MKTO and New Politics Headline 2015 Spring Concert

Photo by Steve Fallon

The Bradley Center was transformed into a music venue on Saturday, as hundreds of students and outside attendees filled the gym to take in the largest event on the College Programming Board’s calendar, the spring concert. This year was another full slate of talent, which featured two headlining acts: the pop duo MKTO and alternative rockers New Politics. Both groups have released hit singles in the past two years that have been commercially and critically successful.

Kicking off the primetime event was pop rock band Pros & iCons, which featured recent Ramapo alumnus Lenny Morales on guitar. The group infused energy early on in the night, playing songs from their recent EP “Iconography.” Their half hour set included songs “Raining in June,” “Days of September” and “Tidal Wave,” their closing song.

“I’ve gotta give credit to Ben Neill; he was my advisor and he taught me everything I know,” Morales said. “I’m really excited to represent Ramapo because I owe them everything.”  

A large portion of the concert was dominated by New Politics, with their high energy performance. The band fed off of the lively bunch of college students – lead singer David Boyd exhibited his showmanship with a series of breakdancing routines mid-set, and topped it off with a stellar backflip. Coming to Ramapo was almost a homecoming for drummer Louis Vecchio, a Long Island native, and for the two Danish members of the band, Boyd and guitar player and singer Søren Hansen, as it is only a stone’s throw away from their secondary home in Brooklyn.

Ramapo is not the first college New Politics has played at, but it is one of the biggest, according to Boyd.

“We’ve done college shows before but this is one of the bigger ones we’ve played at. It’s a beautiful campus too,” he said.

They began the show with 2013 single “Tonight You’re Perfect” and “Give Me Hope,” a song from their first album. The very new song “Loyalties among Thieves,” written while on tour with groups Paramore and Fall Out Boy, led into a boisterous cover of the Beastie Boys smash hit “Sabotage.” It didn’t take Boyd long to become one with the crowd, jumping in and being held up by the audience. Their set was finished with recent single “Harlem” and rounded out a performance consisting of an impressive 11 songs.  

The highly anticipated pair MKTO, known best for their summer hit “Classic,” performed for the pop hungry crowd. Alongside their band, the duo performed “Could Be Me,” a song off their debut album “MKTO” and which typically features Ne-Yo.
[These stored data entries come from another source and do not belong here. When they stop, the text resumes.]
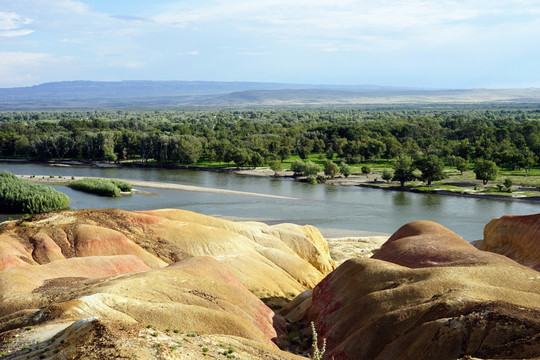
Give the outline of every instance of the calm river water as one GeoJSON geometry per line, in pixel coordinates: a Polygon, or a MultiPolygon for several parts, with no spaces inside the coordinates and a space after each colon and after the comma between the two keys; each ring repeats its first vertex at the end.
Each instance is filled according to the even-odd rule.
{"type": "Polygon", "coordinates": [[[135,194],[104,198],[73,191],[65,186],[55,186],[71,198],[72,209],[178,208],[208,215],[384,233],[392,233],[407,222],[425,219],[436,221],[469,241],[481,239],[484,225],[493,218],[505,214],[540,212],[540,204],[535,203],[392,192],[355,186],[309,185],[288,179],[210,171],[57,167],[7,162],[0,163],[0,170],[22,175],[73,175],[169,182],[299,198],[283,200],[154,188],[141,190],[152,192],[155,196],[135,194]]]}

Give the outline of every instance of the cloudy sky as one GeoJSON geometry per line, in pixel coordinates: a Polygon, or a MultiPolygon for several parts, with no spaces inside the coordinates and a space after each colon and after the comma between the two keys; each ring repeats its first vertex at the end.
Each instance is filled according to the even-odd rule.
{"type": "Polygon", "coordinates": [[[0,0],[0,87],[540,87],[540,0],[0,0]]]}

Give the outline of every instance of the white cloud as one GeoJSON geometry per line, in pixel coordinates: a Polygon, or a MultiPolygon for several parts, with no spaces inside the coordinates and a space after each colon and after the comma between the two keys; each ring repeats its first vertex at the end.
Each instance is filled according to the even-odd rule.
{"type": "Polygon", "coordinates": [[[32,22],[14,12],[0,11],[0,37],[16,37],[31,34],[33,30],[23,29],[32,22]]]}
{"type": "Polygon", "coordinates": [[[0,78],[2,86],[27,84],[41,79],[44,72],[70,62],[70,57],[54,57],[48,53],[0,51],[0,78]]]}
{"type": "Polygon", "coordinates": [[[33,33],[34,30],[0,30],[1,37],[24,36],[33,33]]]}
{"type": "Polygon", "coordinates": [[[0,11],[0,30],[15,30],[31,22],[31,19],[22,18],[17,13],[0,11]]]}
{"type": "MultiPolygon", "coordinates": [[[[110,34],[119,28],[129,28],[130,21],[115,18],[107,13],[93,10],[88,4],[76,0],[2,0],[5,8],[11,10],[11,16],[2,17],[0,13],[0,29],[2,19],[6,24],[32,22],[33,29],[40,34],[61,34],[61,36],[77,36],[91,38],[110,34]],[[14,19],[12,14],[24,14],[14,19]],[[31,19],[31,20],[30,20],[31,19]]],[[[12,28],[13,29],[13,28],[12,28]]]]}
{"type": "Polygon", "coordinates": [[[503,64],[512,54],[537,58],[534,49],[540,48],[539,0],[163,0],[155,6],[137,0],[124,7],[101,0],[0,2],[2,77],[9,71],[21,77],[116,76],[122,69],[182,76],[174,72],[179,62],[205,76],[213,76],[206,75],[212,68],[221,78],[258,73],[263,62],[275,69],[287,63],[279,73],[291,79],[300,73],[307,78],[313,69],[319,76],[322,69],[350,73],[381,64],[421,74],[425,64],[440,69],[457,62],[503,64]],[[120,14],[104,10],[121,8],[120,14]],[[25,52],[30,49],[34,53],[25,52]],[[65,56],[73,57],[73,66],[54,68],[65,56]],[[220,56],[218,68],[211,58],[220,56]]]}
{"type": "Polygon", "coordinates": [[[539,13],[540,2],[534,0],[215,0],[190,3],[189,8],[176,5],[153,20],[197,29],[221,24],[247,35],[308,45],[331,40],[335,44],[330,49],[362,44],[377,48],[378,41],[365,42],[373,38],[400,48],[419,39],[437,44],[440,32],[446,33],[443,40],[452,40],[448,32],[461,33],[464,26],[482,32],[484,18],[497,26],[522,17],[520,27],[540,33],[533,20],[526,19],[539,13]]]}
During this song they thumped on the drums and subsequently tossed their drumsticks into the audience.

Also off of their debut album, MKTO played “No More Second Chances,” “American Dream,” “Heartbreak Holiday” and “Thank You.” They also performed some new music that is not currently available, including songs “Bad Girls,” “Monaco” and “Afraid of the Dark.” They also covered the Paul McCartney, Rihanna and Kanye West collaboration of “FourFiveSeconds.”

Throughout their set they tossed T-shirts, towels and even squeezed entire bottles of water that showered multiple sections of the pit. The finale was, of course, “Classic” and opening band Pros & iCons joined MKTO on stage to help pump up the crowd.

A dazzling light display, in conjunction with the animated and dynamic performances of each of the acts, brought the house down.

When the members of New Politics were asked what advice they had for budding musicians at Ramapo, Boyd talked about the difficulties of learning how to make it in an industry that requires constant perseverance and adaptation.

“It’s so easy to follow your dreams and not say 'no' and keep going; the test is how much failure and struggle you can actually take,” Boyd expressed. “There’s so many things that tie in because there is no formula to art or trying to create a dream. You’re the only one that’s there and no one else is going to understand it, so you have to create it somehow. I don’t know the idea of going to school and learning about it because it doesn’t have a formula. You can say this is what art is, but it’s a really tough thing. You just have to keep going.”

That being said, Hansen stressed the importance of long-lasting relationships, many of which are built during college, in the music industry.

“The good thing about going to school is that you’re meeting people who want the same thing,” said Hansen. “Some of those people you’ll know for the rest of your life, and that’s a good thing. One thing that I feel is very important when you do something like this is that you always surround yourself with people who want the same thing.”